Conclui no sentido do provimento do recurso e em consequência que seja declarada a absolvição da instância

I.2 Em contra-alegações, conclui em suma,  a Autora:
I. A apelante não é afectada directamente pela decisão judicial (Conclusões A) a C];
II. A decisão não condenou as Rés a pagar à Autora qualquer pensão de sobrevivência pois é o resultado de acção declarativa de simples apreciação positiva que não de condenação, não prejudica de forma directa o direito da Autora a receber uma pensão de sobrevivência pois esse direito é apenas e só um direito originário do falecido que se transmite por morte aos herdeiros que reúnam as condições e qualidades na lei, quanto muito o prejuízo ocorreria se e quando nos termos do art.º 41/1 do DL 142/73 de 31/3 e 11 do DL 322/90 de 18/10 se apresentar junto da CGA e do Centro Nacional de Pensões e aí habilitar-se a receber a parte que lhe compete da pensão de sobrevivência que o falecido na qualidade de contribuinte daquela instituição de previdência, auferida quando era vivo (Conclusões D) a F]
III. A legitimidade não é uma qualidade pessoal das partes mas uma certa posição delas em face da relação material litigada: ser sujeito da relação material controvertida o que se traduz em o demandante ser o titular do direito (legitimação activa) e o demandado o titular da obrigação (legitimação passiva) no pressuposto de que o direito e a obrigação na verdade existam; as acções de simples apreciação (art.º 10/3 do CPC) têm por finalidade única a de pôr termo a uma situação de incerteza quanto à existência ou inexistência de um direito ou de um facto (com relevância jurídica), quem tem legitimidade para esta acção é a pessoa que veio criar a situação de incerteza e não qualquer pessoa indiretamente prejudicada com o resultado prático que poderá advir da procedência da mesma e quem criou a situação de incerteza foi a Caixa Geral de Aposentações e o Centro Nacional de Pensões (não a recorrente) pelo facto de as mesmas terem entendido que a recorrida por não estar munida (em vida do contribuinte) de uma sentença judicial que decretasse o seu direito a uma pensão de alimentos do seu ex-marido (ou homologasse o acordo extrajudicial existente), não reuniria as condições exigidas por Lei para se candidatar à sucessão do direito daquele em receber aquelas pensões de sobrevivência, como se entendeu no Ac RLxa de 15/4/1997 processo 2371 (Conclusões  G) a P]
IV. A Alegação pela recorrente de que a prova em que assentou a decisão judicial recorrida foi obtida pela inquirição de familiares da recorrida, que nem sequer é verdade e que a recorrente caso fosse chamada à lide como conhecedora dos factos provaria com toda a facilidade que os mesmos não correspondem à realidade e cairia por terra todos os factos alegados pela Autora e que focaram provados sem que as Rés os tenham impugnado porque deles ficaram convencidas, não é suficiente para por em causa a decisão de facto, não havendo dúvidas de que a recorrida que nunca exerceu uma actividade profissional sempre tendo cuidado do marido, dos filhos dos netos e do lar, sempre tendo sido os rendimentos auferidos pelo ex-marido enquanto gerente de empresas familiares que responderam às necessidades quotidianas de todo o agregado familiar, tendo-se obrigado perante a Autora a , á após o divórcio ser decretado a pagar uma pensão de alimentos ainda que não homologada judicialmente como se decidiu no AcSTJ de 7/10/03 proc.º 3ª2768 (Conclusões Q) a Z]

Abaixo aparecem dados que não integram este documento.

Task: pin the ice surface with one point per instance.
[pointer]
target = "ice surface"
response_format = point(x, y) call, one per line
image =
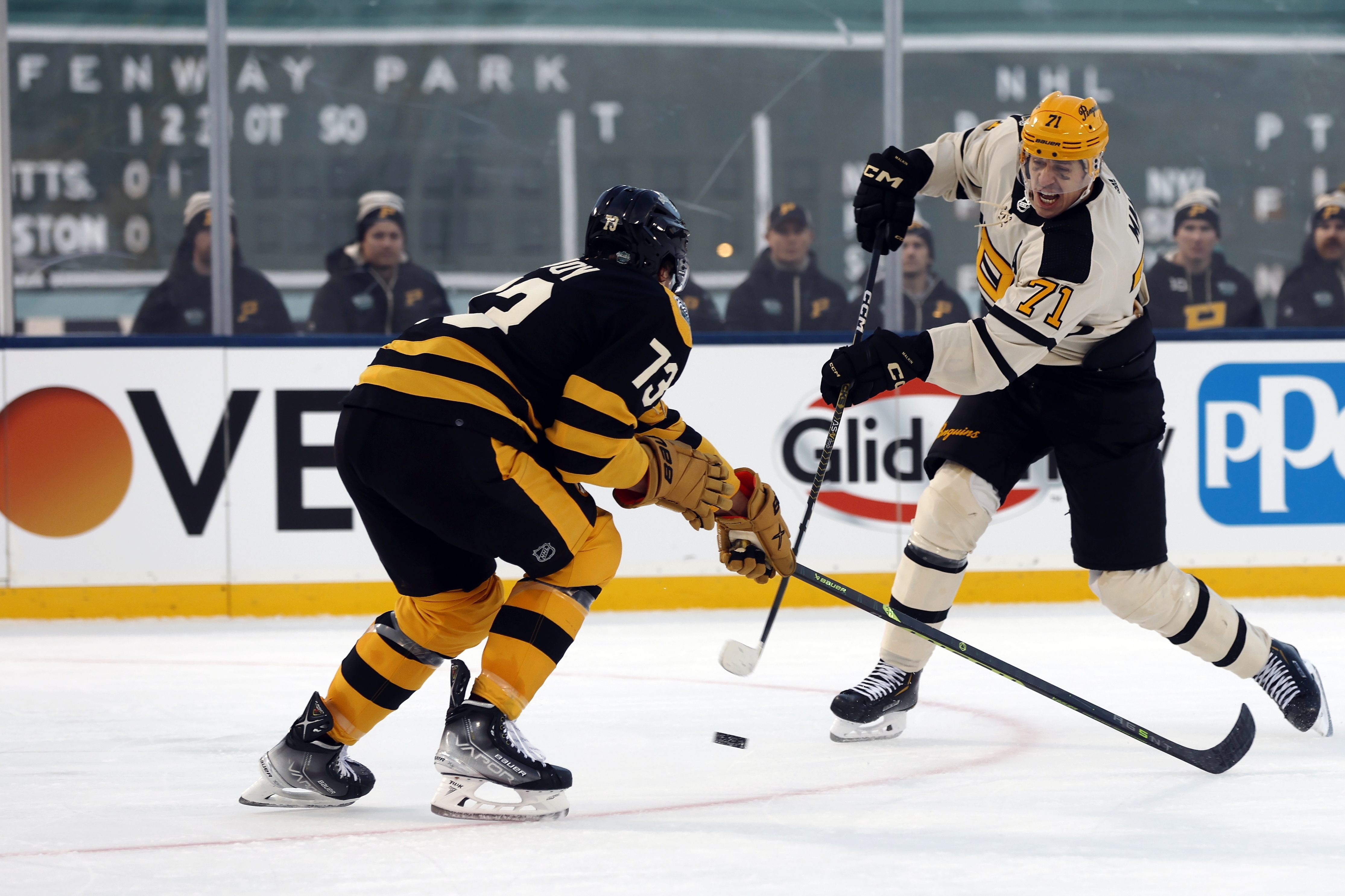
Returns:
point(128, 743)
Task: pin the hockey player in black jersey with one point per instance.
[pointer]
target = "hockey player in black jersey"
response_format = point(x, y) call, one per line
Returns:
point(471, 438)
point(1065, 360)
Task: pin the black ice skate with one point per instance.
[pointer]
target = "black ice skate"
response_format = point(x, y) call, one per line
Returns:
point(876, 708)
point(1296, 688)
point(307, 769)
point(482, 746)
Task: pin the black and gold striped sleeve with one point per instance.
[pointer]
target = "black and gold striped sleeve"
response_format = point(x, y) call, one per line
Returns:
point(594, 438)
point(666, 423)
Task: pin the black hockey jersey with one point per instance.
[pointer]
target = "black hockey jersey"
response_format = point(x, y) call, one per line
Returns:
point(568, 364)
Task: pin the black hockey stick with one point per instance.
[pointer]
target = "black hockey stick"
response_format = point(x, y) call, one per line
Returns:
point(738, 657)
point(1215, 761)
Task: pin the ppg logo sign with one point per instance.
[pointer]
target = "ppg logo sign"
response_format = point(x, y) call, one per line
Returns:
point(1273, 444)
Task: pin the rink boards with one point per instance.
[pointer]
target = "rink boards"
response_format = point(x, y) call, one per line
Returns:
point(119, 500)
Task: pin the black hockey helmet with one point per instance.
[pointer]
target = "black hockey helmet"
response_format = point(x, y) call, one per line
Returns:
point(642, 228)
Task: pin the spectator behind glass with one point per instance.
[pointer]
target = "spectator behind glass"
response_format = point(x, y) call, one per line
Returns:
point(926, 299)
point(1194, 287)
point(785, 290)
point(1315, 292)
point(701, 313)
point(365, 274)
point(181, 303)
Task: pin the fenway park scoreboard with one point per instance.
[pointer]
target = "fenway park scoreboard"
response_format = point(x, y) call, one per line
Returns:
point(109, 138)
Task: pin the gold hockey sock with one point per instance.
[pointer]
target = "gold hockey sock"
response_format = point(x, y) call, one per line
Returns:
point(530, 634)
point(399, 654)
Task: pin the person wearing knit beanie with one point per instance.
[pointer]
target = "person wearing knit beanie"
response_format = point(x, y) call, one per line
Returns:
point(1315, 292)
point(373, 286)
point(1194, 287)
point(927, 299)
point(182, 303)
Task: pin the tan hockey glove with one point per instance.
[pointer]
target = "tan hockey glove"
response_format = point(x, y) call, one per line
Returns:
point(682, 479)
point(756, 545)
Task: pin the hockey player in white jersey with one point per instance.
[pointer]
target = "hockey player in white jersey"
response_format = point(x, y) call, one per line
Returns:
point(1063, 358)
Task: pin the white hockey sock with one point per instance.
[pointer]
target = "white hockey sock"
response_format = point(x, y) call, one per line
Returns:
point(1187, 613)
point(950, 519)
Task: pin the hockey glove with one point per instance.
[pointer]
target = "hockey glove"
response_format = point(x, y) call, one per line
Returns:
point(888, 194)
point(756, 545)
point(681, 478)
point(881, 362)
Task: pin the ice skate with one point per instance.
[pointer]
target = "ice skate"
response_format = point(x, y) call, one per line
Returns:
point(482, 746)
point(309, 770)
point(876, 708)
point(1297, 689)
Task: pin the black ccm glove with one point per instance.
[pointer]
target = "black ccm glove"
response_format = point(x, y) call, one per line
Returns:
point(879, 364)
point(888, 194)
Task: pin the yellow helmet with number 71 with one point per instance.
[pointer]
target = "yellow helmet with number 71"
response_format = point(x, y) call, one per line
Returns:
point(1063, 142)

I.3. Recebida a apelação, foram os autos aos vistos dos Meritíssimos Juízes-adjuntos, que nada sugeriram; nada obsta ao conhecimento do mesmo.

I.4. Questões a resolver:

a) Saber se ocorre na decisão recorrida erro de interpretação e de aplicação das disposições dos art.ºs 30/3 e 33 do CPC, ocorrendo ilegitimidade passiva das Rés.

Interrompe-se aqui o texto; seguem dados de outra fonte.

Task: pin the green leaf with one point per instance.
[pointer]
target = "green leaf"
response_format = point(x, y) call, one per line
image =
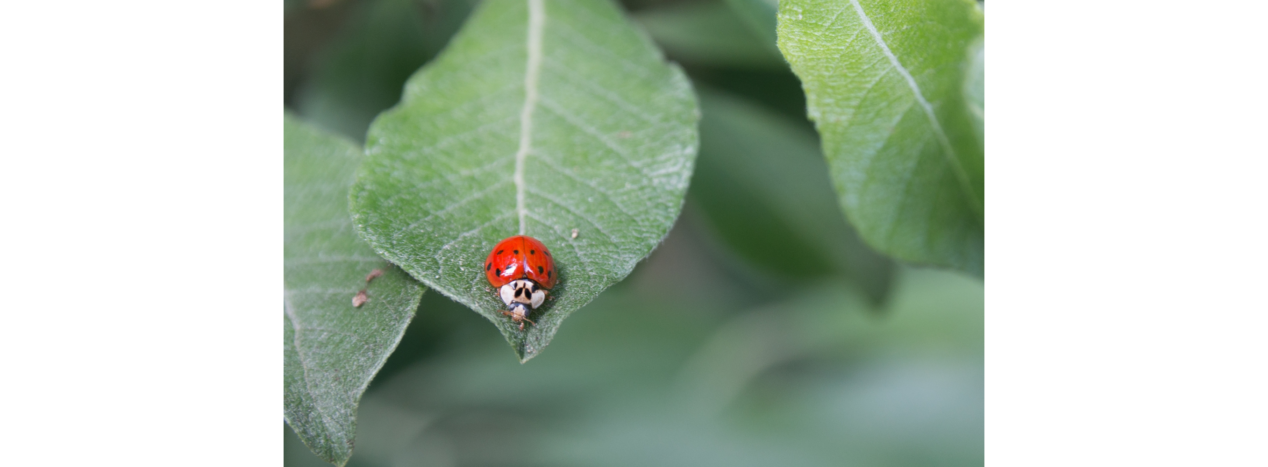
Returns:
point(362, 72)
point(758, 165)
point(539, 118)
point(760, 15)
point(710, 34)
point(975, 88)
point(884, 84)
point(332, 348)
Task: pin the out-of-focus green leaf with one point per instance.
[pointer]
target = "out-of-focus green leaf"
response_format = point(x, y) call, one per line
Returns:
point(884, 84)
point(540, 118)
point(813, 380)
point(711, 34)
point(332, 348)
point(763, 187)
point(975, 88)
point(364, 69)
point(760, 15)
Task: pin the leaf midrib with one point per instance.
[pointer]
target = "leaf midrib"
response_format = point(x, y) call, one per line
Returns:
point(536, 22)
point(956, 166)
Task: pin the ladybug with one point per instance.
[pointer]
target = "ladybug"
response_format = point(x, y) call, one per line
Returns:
point(523, 272)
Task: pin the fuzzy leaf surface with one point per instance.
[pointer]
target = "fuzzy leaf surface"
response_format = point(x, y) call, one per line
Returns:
point(332, 349)
point(539, 118)
point(885, 85)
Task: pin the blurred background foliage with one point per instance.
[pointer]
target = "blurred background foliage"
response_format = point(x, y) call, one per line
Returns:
point(761, 333)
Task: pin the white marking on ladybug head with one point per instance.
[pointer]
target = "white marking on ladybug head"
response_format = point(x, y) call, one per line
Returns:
point(538, 297)
point(507, 293)
point(524, 292)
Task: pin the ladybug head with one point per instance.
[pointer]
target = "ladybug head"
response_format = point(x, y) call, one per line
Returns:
point(521, 293)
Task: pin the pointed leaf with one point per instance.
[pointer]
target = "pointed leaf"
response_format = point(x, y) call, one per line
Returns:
point(884, 84)
point(332, 348)
point(539, 118)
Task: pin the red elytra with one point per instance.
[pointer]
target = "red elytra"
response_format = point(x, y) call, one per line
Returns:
point(520, 258)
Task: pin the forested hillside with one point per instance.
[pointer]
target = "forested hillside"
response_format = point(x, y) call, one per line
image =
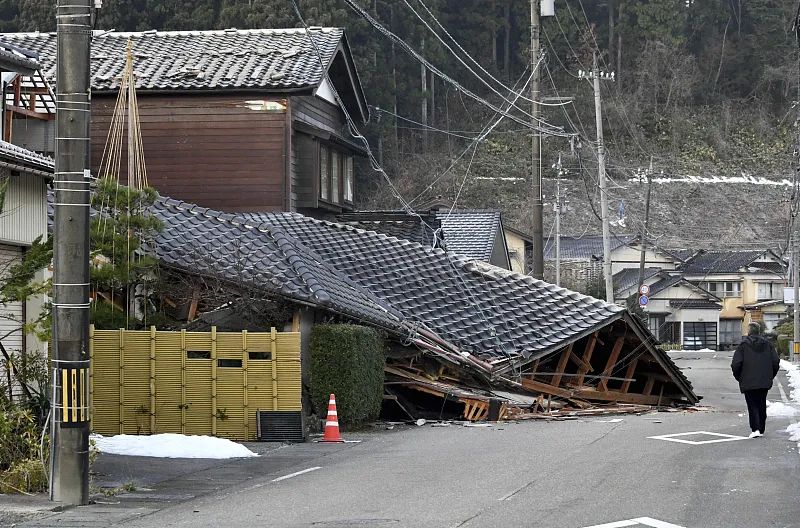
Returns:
point(703, 88)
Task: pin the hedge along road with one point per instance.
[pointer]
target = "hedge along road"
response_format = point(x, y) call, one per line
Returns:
point(582, 473)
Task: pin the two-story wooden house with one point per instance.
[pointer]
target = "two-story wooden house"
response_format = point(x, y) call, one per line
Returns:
point(236, 120)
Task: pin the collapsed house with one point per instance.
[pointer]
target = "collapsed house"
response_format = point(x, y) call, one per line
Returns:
point(465, 335)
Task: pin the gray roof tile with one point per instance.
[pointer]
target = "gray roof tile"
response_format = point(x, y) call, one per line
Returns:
point(585, 247)
point(709, 262)
point(16, 154)
point(268, 59)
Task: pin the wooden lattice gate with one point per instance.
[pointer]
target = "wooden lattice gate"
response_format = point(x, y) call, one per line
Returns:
point(210, 383)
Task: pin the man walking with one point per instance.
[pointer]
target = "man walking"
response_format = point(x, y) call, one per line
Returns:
point(755, 364)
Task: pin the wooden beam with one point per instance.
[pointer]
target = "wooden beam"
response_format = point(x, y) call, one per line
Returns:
point(193, 306)
point(629, 374)
point(587, 357)
point(592, 394)
point(612, 360)
point(544, 388)
point(648, 386)
point(562, 365)
point(579, 361)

b) Saber se ocorre na decisão recorrida erro de apreciação da matéria e facto e na subsunção dos mesmos ao conceito de pensão de alimentos.

II- FUNDAMENTAÇÃO DE FACTO

II.1. O Tribunal recorrido deu como provados os seguintes factos que a apelante não impugna nos termos da lei de processo:
1. A Autora M Pires casou com D em 17/4/1996 sem convenção antenupcial
2. Casamento esse dissolvido por sentença proferida em 31/01/07 transitada em julgado em processo de divórcio litigiosos n.º 5619/05.0TBSXL, do 2.º juízo do Tribunal de Família e Menores do Seixal, instaurado em 30/06/2005 decretado por culpa exclusiva do cônjuge
3. A Autora instaurou procedimento cautelar de alimentos provisórios contra D que correu termos no 1.º juízo do Tribunal de Família e Menores do Seixal sob o n.º 7193/06.1TBSXL e do qual veio a desistir da instância consignado em acta de 12/02/07 que “…Recebe a quantia de 1.000€ por mês proveniente da renda do estabelecimento comercial SP, sito em Lagoa, pelo que não tem já interesse no prosseguimento dos presentes autos, requerendo a desistência da instância, a qual foi homologada por sentença dessa data.
4. AW – Clube de Férias de Portugal, Ld.ª, é uma sociedade por quotas, registada pela Ap.01/19780614 com capital social de 40.000€ tendo como sócios D com uma quota de 39501,20€ eJ pela Ap. 5/20060719 foi registada a dissolução da sociedade. Não tendo sido registado o encerramento da liquidação.
5. Mostra-se registada a aquisição, por compra, a favor daW – Clube de Férias de Portugal, Ld.ª, pela Ap2, de 1978/07/06 do imóvel sito no lugar de Canada, composto por edifício com 4 compartimentos, cozinha, copa, várias despenas e vários sanitários, descrito na Conservatória do Registo Predial de Lagoa, sob o n.ç 4178/20110217, freguesia do Carvoeiro.
6. D faleceu em 10 de Abril de 2012.
7. Desde o início do ano de 2007 que o D passou a entregar mensalmente à autora o valor de 750€ que passava a 1000€ nos meses de verão.
8. Essa quantia mensal era proveniente da renda do estabelecimento comercial “SP” sito em Lagoa.
9. A Autora recebeu mensalmente aquelas quantias até ao óbito do D.
10.  O estabelecimento comercial “SP” está instalado no prédio referido em 5.º
11.  A Autora nunca trabalhou nem tinha rendimentos
12. O falecido D era militar da Armada e auferida rendimentos que lhe permitiam entregar alimentos à autora.
13. O D entregava as quantias referidas em 7.º à autora convencido que lhe prestava alimentos.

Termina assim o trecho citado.